The significantly lower expression of CD1C and CXCR5 may affect T cell recruitment, and we found that the tumor antigen presentation process of patient TCGA-73-A9RS-01 might be deficient (Supplementary Data 8S1), resulting in the inability to detect tumor antigens. Consequently, dendritic cells (DCs) and T cells cannot use antigens as their immune response, thereby failing to recognize cancer cells, and then Treg cells emerge, promoting tumor development26. Through regulatory analysis, we found that the antigen presentation function of patient TCGA-73-A9RS-01 might be influenced by ETS1 (interaction score: 0.211), JUN (interaction score: 0.204) and other TFs on CXCR5 (Fig. 5b, Supplementary Data 8S2).

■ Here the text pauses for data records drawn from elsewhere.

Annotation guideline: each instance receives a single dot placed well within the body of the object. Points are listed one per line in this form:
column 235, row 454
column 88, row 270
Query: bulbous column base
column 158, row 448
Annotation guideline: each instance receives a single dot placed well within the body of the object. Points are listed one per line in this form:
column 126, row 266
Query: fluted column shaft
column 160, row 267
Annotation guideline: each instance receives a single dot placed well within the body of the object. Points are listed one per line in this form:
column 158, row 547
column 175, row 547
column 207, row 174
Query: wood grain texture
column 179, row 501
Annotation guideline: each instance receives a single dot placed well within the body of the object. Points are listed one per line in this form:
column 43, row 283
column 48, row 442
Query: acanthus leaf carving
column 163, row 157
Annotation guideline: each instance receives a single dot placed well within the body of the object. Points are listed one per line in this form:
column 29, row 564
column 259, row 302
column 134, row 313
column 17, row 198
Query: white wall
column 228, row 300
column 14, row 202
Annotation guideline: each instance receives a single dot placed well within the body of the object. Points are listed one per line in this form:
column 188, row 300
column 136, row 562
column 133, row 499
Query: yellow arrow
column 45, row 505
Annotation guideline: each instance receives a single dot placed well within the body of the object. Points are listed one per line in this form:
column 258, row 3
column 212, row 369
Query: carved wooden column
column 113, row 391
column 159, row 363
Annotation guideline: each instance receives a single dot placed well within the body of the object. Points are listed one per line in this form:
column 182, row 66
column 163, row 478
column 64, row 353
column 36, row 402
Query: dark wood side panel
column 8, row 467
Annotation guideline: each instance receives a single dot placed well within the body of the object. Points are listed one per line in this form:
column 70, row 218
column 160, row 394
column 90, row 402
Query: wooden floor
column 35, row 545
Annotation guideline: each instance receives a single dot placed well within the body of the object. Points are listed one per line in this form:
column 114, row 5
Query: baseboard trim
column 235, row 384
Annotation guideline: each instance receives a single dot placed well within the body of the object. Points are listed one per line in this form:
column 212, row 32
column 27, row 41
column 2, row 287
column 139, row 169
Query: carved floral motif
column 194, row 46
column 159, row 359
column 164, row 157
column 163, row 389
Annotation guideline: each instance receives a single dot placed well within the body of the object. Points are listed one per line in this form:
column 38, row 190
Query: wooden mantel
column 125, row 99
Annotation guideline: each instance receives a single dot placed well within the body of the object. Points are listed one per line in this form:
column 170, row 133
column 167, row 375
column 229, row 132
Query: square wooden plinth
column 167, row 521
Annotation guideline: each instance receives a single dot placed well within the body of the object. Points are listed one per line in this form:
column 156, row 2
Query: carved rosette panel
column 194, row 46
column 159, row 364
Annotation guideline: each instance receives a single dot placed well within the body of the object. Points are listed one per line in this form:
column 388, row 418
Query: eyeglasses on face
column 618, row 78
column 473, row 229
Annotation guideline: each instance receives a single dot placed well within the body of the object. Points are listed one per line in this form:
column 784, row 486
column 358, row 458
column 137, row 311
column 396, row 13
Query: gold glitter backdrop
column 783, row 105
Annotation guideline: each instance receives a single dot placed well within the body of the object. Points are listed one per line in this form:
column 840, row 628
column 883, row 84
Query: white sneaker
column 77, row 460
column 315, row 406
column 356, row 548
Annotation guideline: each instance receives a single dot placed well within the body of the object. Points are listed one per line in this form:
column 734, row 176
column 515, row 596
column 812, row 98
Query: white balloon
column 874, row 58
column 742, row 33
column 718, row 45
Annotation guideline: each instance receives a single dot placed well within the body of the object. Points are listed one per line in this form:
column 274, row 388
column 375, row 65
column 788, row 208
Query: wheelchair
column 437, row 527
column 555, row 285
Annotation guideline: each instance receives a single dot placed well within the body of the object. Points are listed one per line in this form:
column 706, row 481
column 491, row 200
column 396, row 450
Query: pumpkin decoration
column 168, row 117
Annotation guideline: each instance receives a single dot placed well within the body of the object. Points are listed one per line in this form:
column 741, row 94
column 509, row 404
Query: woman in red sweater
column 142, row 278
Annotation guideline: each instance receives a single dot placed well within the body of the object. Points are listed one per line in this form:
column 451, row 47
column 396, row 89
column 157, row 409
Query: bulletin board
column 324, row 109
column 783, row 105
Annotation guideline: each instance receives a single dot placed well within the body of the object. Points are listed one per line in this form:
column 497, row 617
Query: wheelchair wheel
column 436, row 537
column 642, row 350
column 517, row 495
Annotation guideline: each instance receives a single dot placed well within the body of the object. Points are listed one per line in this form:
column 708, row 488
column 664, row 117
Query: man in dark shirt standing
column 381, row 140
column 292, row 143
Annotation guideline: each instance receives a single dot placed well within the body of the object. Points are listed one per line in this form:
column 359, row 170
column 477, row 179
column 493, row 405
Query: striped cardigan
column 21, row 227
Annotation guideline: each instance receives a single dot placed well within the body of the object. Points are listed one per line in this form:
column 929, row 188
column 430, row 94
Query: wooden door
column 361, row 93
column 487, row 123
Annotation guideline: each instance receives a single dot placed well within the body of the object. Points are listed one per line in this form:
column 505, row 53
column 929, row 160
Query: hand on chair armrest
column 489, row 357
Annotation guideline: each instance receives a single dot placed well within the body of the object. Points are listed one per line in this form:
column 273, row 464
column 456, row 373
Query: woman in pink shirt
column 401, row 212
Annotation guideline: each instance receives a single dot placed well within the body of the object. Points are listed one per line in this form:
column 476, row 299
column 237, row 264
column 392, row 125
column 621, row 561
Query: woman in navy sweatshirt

When different lymphocytes infiltrated into the TME, they will be involved in the tumor immune response of the primary tumor and metastasis sites27, and some of these responses can lead to the occurrence of tumor immune escape. It has been proved that the significantly high expression of EZH2 can promote the proliferation of colon cancer cells28. We found that EZH2 was highly expressed in 7 samples (Supplementary Data 8S1). Through regulatory analysis, we found that YY1 (interaction score = 0.999), JUN (interaction score = 0.783), RXRA (interaction score = 0.781), TBP (interaction score = 0.379), CEBPB (interaction score = 0.337), TFAP2A (interaction score = 0.195), and other TFs had positive regulatory effects on EZH2 (Supplementary Fig. 4a, Supplementary Data 8S2), probably promoting immune escape. The high expression of YY1 can promote the transcription of multiple immunosuppressive genes29, thereby promoting the growth of TCGA-LUAD. And, the TFAP2A can greatly activate the signal that promotes epithelial-mesenchymal transition (EMT) in LUAD, so that epithelial tumor cells undergo morphological remodeling, cell adhesion reduction, and enhanced migration and invasion capabilities30. It means that the TFAP2A may result in metastasis which is the main cause of cancer-related death31. In this study, we also found that the TFAP2A showed high correlation with the poor prognosis of LUAD (Fig. 8c).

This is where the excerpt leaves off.